As one can imagine these were the glory days not just for Ron and the Lightweights but for London Rowing Club itself. It had re-established itself as a major rowing centre attracting not just lightweight oarsman with an eye for international rowing but also heavyweight and club oarsman.

It was indeed a sad day for the club when Ron was lured away to the heavyweight squad and the Olympic Games. However, his legacy lived on and the LRC lightweights were able to build, at least for a few years, on the solid foundation he had laid down.  LRC recognised his significant contribution to the club by making him an Honorary Life Member following his departure.

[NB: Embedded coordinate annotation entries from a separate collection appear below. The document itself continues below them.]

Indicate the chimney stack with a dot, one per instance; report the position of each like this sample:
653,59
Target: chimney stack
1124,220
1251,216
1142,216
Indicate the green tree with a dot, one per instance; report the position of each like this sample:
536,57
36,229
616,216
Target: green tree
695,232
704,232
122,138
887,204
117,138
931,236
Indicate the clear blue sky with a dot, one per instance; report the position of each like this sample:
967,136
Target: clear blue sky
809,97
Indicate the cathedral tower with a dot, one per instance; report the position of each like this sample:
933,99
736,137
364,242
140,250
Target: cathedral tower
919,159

Apart from Ron’s excellence as a coach, which is recognised worldwide, one must not forget his qualities as a person. He was a singularly kind and generous man, he had on numerous occasions funded boats and bought boats for his various crews when money was short. He was also exceedingly polite and tolerant with enormous patience. For those of us lucky enough to have known him as a friend and have been coached by him, he was without doubt peerless.  We will miss him.


John Northridge

John Francis Northridge who died on 19 May 2015, the day before his 83rd birthday, was a stalwart member of the Club in the 1950s, and took up rowing again as a Veteran with LRC with some success.  He was a co-founder in the 1970s of Bewl Bridge Rowing Club, which rows on a lake near Tunbridge Wells, Kent.

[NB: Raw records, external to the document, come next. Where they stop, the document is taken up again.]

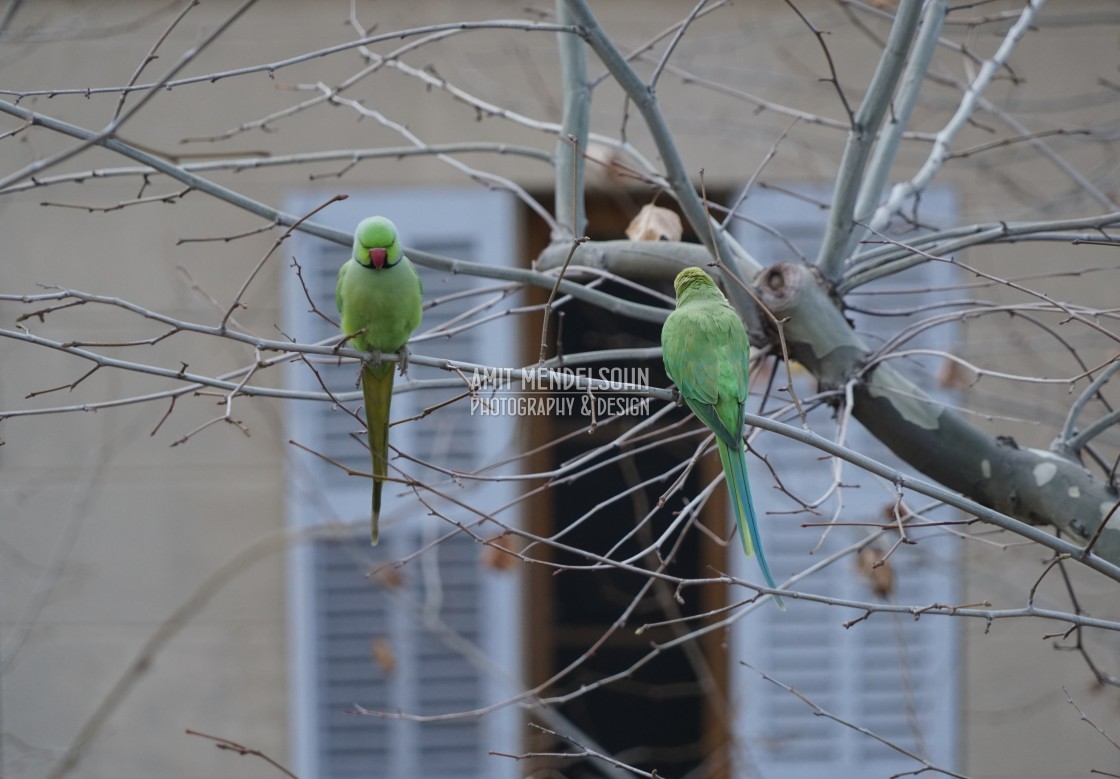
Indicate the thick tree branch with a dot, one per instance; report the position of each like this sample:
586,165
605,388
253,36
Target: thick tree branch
866,124
1035,486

John Northridge (nearest camera) and Maurice Rayner

John joined the Club as a teenager, whilst still at St Paul’s School, in 1947.  After completing his national service he returned to Putney in earnest, took out Life membership, and represented the Club at Henley in each of the five years 1953 to 1957, weighing in at around 12 stone.  He rowed in the Grand every year (with Graham Hill in 1953), and doubled up in the Stewards in 1954, 1956 and 1957.  He was as much at home on stroke side as well as on bow, such was his versatility.  The best Henley for him was probably 1957 when he reached the final of the Stewards, losing to Club Krylia Sovetov in a good race after hitting the booms (he was bow/steers!).  Contemporaries we have spoken to speak of a determined oar who set high standards of himself and others, and excelled as a stroke. 

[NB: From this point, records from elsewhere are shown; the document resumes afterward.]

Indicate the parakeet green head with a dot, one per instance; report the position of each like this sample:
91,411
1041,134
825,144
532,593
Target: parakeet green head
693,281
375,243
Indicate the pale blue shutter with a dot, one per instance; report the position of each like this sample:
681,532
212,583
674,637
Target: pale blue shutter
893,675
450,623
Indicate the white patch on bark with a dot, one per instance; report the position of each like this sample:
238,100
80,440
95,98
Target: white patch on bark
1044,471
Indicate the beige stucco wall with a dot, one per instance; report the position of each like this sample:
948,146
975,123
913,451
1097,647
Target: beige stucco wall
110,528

He was in the ARA group who were under consideration for the 1956 Olympic eight, and narrowly missed selection.    That was an eight that never really reached international standard, and although John never said as much one can't help feeling it would have benefited from his fiercely competitive nature and his insistence on the highest standards.  He was one of the dwindling number of members who attended the Centenary Dinner at the Grocers’ Hall in 1956 (on the ‘young’ Table B).  Our intelligence sources also confide that he was taken to task whilst trying to remove a union jack from a British Consulate-General building on the Continent.

In 1963, John moved away from Putney, to Hadlow and later Tunbridge Wells, but despite the travel demands he returned successfully to Veteran rowing with LRC in later years.  He won a Veteran pennant in HORR 1979 with Doug Melvin and others (see photograph for Martin Gaylard’s obituary below) but a highlight was his success in a pair with Maurice Rayner (Hon Sec 1979-82 and Hon Treasurer 1995-2001) at international level. They won their age group in the coxless pair event at the FISA Masters regatta no less than 4 times, a superb result and clear confirmation that his style and attitude to racing had real value.

Soon after Bewl Bridge was founded, London sold or loaned them for their fleet a wooden coxless IV (the ‘Berlin’) used by the LRC crew which was selected for the Berlin Olympic Games in 1936 and won a silver medal. The Berlin was later re-acquired and now hangs in the Long Room.  We do not know for certain, but it would be nice to think that John had something to do with this connection between the two Clubs.  He was an enthusiast for everything he got involved in.

We send our condolences to John’s widow, Sylvia, his son Simon, and family.